Details
-
Bug
-
Resolution: Duplicate
-
Critical
-
None
-
Lustre 2.1.1
-
3
-
4003
Description
It seems the MDT catalog file may be damaged on our test filesystem. We were doing recovery testing with the patch for LU-1352. Sometime after power-cycling the MDS and letting it go through recovery, clients started getting EFAULT writing to lustre.
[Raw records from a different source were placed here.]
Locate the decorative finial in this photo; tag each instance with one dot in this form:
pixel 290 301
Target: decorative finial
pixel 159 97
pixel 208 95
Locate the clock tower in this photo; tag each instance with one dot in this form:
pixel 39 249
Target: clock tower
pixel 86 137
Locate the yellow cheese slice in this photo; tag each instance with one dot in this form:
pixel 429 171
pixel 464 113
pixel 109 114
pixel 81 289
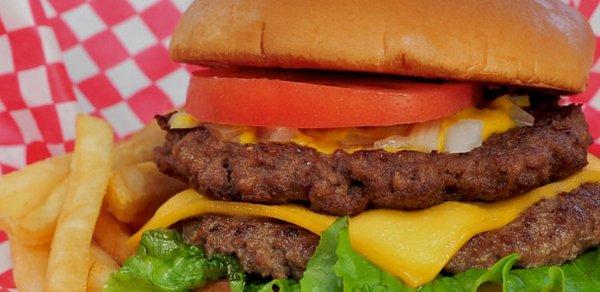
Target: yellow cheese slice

These failures are accompanied by the following console errors on the MDS.
Jun 28 12:08:45 zwicky-mds2 kernel: LustreError: 11841:0:(llog_cat.c:81:llog_cat_new_log()) no free catalog slots for log... Jun 28 12:08:45 zwicky-mds2 kernel: LustreError: 11841:0:(llog_cat.c:81:llog_cat_new_log()) Skipped 3 previous similar messages Jun 28 12:08:45 zwicky-mds2 kernel: LustreError: 11841:0:(llog_obd.c:454:llog_obd_origin_add()) write one catalog record failed: -28 Jun 28 12:08:45 zwicky-mds2 kernel: LustreError: 11841:0:(llog_obd.c:454:llog_obd_origin_add()) Skipped 3 previous similar messages Jun 28 12:08:45 zwicky-mds2 kernel: LustreError: 11841:0:(mdd_object.c:1330:mdd_changelog_data_store()) changelog failed: rc=-28 op17 t[0x200de60af:0x17913:0x0]
I mentioned this in LU-1570, but I figured a new ticket was needed.
Yes, the changelogs could definitely be a factor. Once there is a registered changelog user, the changelogs are kept on disk until they are consumed. That ensures that if e.g. Robinhood crashes, or has some other problem for a day or four, that it won't have to do a full scan just to recover the state again.
However, if the ChangeLog user is not unregistered, the changelogs will be kept until they run out of space. I suspect that is the root cause here, and should be investigated further. This bug should be CC'd to Jinshan and Aurelien Degremont, who are working on HSM these days.
Cheers, Andreas